Одновременно с гонениями на Церковь из лексикона официальной пропаганды практически исчезло слово «русский». Понятие патриотизма, отказаться от которого после невиданного роста государственной, военной мощи страны и ее усиливавшегося влияния на международной арене не представлялось возможным, — допускалось в употреблении только в сочетании с терминами «советский» и «социалистический». Понятие «пролетарский интернационализм», использовавшееся в советской идеологической практике для подавления русского национального самосознания, вновь обрело первостепенное значение в государственном мировоззрении СССР. При этом так же, как тридцать лет назад, когда Россия и русский народ рассматривались в качестве подручных средств «одноразового использования» для разжигания «мировой революции» — теперь им была уготована та же роль в деле «построения коммунизма», долженствовавшего утвердиться, согласно всем руководящим документам, чуть ли не со дня на день.
В этом состоянии советское общество застыло на два десятилетия. Эпоха «застоя» — как бы последняя пауза русской истории перед ее новым, резким и драматическим поворотом.
ЗАСТОЙ
ИМПЕРСКО-БЮРОКРАТИЧЕСКИЙ период советской истории являет нам зрелище удивительное и противоречивое. Он сочетает в себе расцвет экономической, военной и политической мощи СССР с полной идеологической деградацией коммунистической доктрины, ее редкостным мировоззренческим бессилием, породившем в обществе почти что открытое презрение к лживому коммунистическому официозу и глухое брожение, инстинктивный поиск утраченных святынь.
Никогда за всю свою тысячелетнюю историю страна не поднималась столь высоко в области государственного величия: влияние советской сверхдержавы простиралось вплоть до самых отдаленных уголков земли, ни один мало-мальски существенный вопрос мировой политики не мог разрешиться без ее участия. В то же время никогда еще в области духовной не падала Россия столь низко: почти семь десятилетий беспрерывных социальных катаклизмов, оголтелой русофобии и ожесточенного богоборчества неузнаваемо искалечили национальное самосознание народа, подорвали религиозные корни русского бытия, довели нравственное состояние общества до критически низкого уровня.

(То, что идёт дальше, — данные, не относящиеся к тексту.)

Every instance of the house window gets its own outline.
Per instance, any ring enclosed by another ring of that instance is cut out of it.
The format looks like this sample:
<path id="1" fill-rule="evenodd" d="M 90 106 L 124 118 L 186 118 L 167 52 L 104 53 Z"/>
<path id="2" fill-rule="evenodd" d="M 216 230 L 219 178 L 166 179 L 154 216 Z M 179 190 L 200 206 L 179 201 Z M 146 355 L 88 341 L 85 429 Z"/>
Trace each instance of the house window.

За всем этим внимательно следили из-за рубежа. Запад по-прежнему — как и сто, и двести лет назад — видел для себя в России главную угрозу. В этой связи небезынтересно проследить, как менялось отношение западных держав к Советскому Союзу на протяжении всей его истории. Краткий период враждебности, последовавший вслед за Октябрьской революцией и вызванный боязнью того, что «большевистская зараза» может распространиться по всему континенту, быстро сменился периодом отчетливого «потепления». Это произошло практически сразу, как только стало ясно, что «мировая революция» не состоится. До тех пор, пока главной жертвой кровавого режима оставался русский народ, это положение вполне устраивало «цивилизованных» европейцев. Более того, признанные европейские (еврейские) интеллектуалы — такие, как Фейхтвангер, — после посещения Советского Союза (в 1937 году) находили его даже привлекательным, а Сталина — вполне приличным политиком.

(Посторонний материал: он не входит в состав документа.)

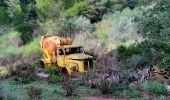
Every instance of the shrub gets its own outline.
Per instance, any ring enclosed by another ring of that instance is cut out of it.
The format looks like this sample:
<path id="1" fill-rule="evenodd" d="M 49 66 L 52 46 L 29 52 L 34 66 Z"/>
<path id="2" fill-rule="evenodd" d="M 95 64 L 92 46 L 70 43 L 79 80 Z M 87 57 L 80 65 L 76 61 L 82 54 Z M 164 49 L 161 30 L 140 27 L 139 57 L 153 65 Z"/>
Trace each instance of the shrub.
<path id="1" fill-rule="evenodd" d="M 26 14 L 24 12 L 22 12 L 20 6 L 16 6 L 16 8 L 13 11 L 13 15 L 14 16 L 12 18 L 12 22 L 14 25 L 19 25 L 24 22 L 24 18 L 26 16 Z"/>
<path id="2" fill-rule="evenodd" d="M 110 80 L 101 79 L 97 83 L 97 88 L 102 94 L 110 94 L 113 83 Z"/>
<path id="3" fill-rule="evenodd" d="M 42 89 L 36 86 L 27 87 L 27 94 L 30 99 L 39 100 L 41 99 Z"/>
<path id="4" fill-rule="evenodd" d="M 24 56 L 34 55 L 41 53 L 41 48 L 39 45 L 40 38 L 34 38 L 32 42 L 25 46 Z"/>
<path id="5" fill-rule="evenodd" d="M 134 10 L 125 8 L 121 12 L 104 15 L 102 21 L 96 24 L 94 35 L 104 40 L 109 50 L 116 49 L 120 45 L 129 46 L 136 41 L 140 42 L 142 36 L 137 34 L 137 23 L 134 20 L 140 19 L 144 9 L 143 7 Z"/>
<path id="6" fill-rule="evenodd" d="M 45 70 L 46 73 L 50 74 L 48 78 L 48 82 L 50 83 L 58 83 L 64 80 L 63 75 L 59 72 L 58 66 L 55 65 L 53 67 L 49 66 Z"/>
<path id="7" fill-rule="evenodd" d="M 14 80 L 18 83 L 30 83 L 36 79 L 34 69 L 31 64 L 21 62 L 14 66 L 13 71 L 16 75 Z"/>
<path id="8" fill-rule="evenodd" d="M 1 100 L 22 100 L 24 97 L 18 93 L 12 92 L 8 86 L 0 86 L 0 99 Z"/>
<path id="9" fill-rule="evenodd" d="M 33 27 L 31 24 L 24 23 L 16 26 L 16 30 L 20 32 L 20 38 L 24 44 L 29 43 L 32 40 Z"/>
<path id="10" fill-rule="evenodd" d="M 0 7 L 0 25 L 7 24 L 8 22 L 9 16 L 7 11 L 3 7 Z"/>
<path id="11" fill-rule="evenodd" d="M 65 80 L 63 83 L 63 88 L 66 91 L 66 96 L 73 96 L 75 95 L 76 91 L 76 84 L 72 80 Z"/>
<path id="12" fill-rule="evenodd" d="M 71 37 L 75 34 L 89 34 L 93 28 L 90 20 L 83 16 L 48 20 L 41 24 L 41 27 L 48 35 L 57 34 L 64 37 Z"/>
<path id="13" fill-rule="evenodd" d="M 44 63 L 40 59 L 38 59 L 33 62 L 33 67 L 34 67 L 34 69 L 43 68 Z"/>
<path id="14" fill-rule="evenodd" d="M 166 99 L 165 96 L 161 95 L 161 96 L 159 97 L 159 100 L 167 100 L 167 99 Z"/>
<path id="15" fill-rule="evenodd" d="M 133 89 L 133 88 L 128 88 L 127 95 L 129 95 L 131 98 L 141 97 L 140 92 L 135 90 L 135 89 Z"/>
<path id="16" fill-rule="evenodd" d="M 145 91 L 156 93 L 156 94 L 164 94 L 166 93 L 166 88 L 163 84 L 157 82 L 147 81 L 143 84 L 143 88 Z"/>
<path id="17" fill-rule="evenodd" d="M 72 7 L 65 11 L 61 16 L 77 16 L 81 14 L 85 9 L 85 2 L 75 3 Z"/>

Положение круто изменилось вслед за тем, как советское руководство в рамках национал-большевистской доктрины взяло курс на смягчение антирусской направленности режима. И если до тех пор, пока шла мировая война, Запад был вынужден сдерживать свои чувства, то сразу вслед за ее окончанием они проявились отчетливо и недвусмысленно.
«Посеяв в России хаос, — говорил в 1945 году американский генерал Аллен Даллес, руководитель политической разведки США в Европе, ставший впоследствии директором ЦРУ, — мы незаметно подменим их ценности на фальшивые и заставим их в эти фальшивые ценности верить. Как? Мы найдем своих единомышленников, своих помощников и союзников в самой России. Эпизод за эпизодом будет разыгрываться грандиозная по своему масштабу трагедия гибели самого непокорного на земле народа; окончательного, необратимого угасания его самосознания. Из литературы и искусства, например, мы постепенно вытравим их социальную сущность. Отучим художников, отобьем у них охоту заниматься изображением, исследованием тех процессов, которые происходят в глубине народных масс. Литература, театры, кино — все будет изображать и прославлять самые низменные человеческие чувства. Мы будем всячески поддерживать и поднимать так называемых творцов, которые станут насаждать и вдалбливать в человеческое сознание культ секса, насилия, садизма, предательства — словом, всякой безнравственности.
В управлении государством мы создадим хаос, неразбериху. Мы будем незаметно, но активно и постоянно способствовать самодурству чиновников, взяточников, беспринципности. Бюрократизм и волокита будут возводиться в добродетель. Честность и порядочность будут осмеиваться и никому не станут нужны, превратятся в пережиток прошлого. Хамство и наглость, ложь и обман, пьянство и наркоманию, животный страх друг перед другом и беззастенчивость, предательство, национализм и вражду народов, прежде всего вражду и ненависть к русскому народу: все это мы будем ловко и незаметно культивировать.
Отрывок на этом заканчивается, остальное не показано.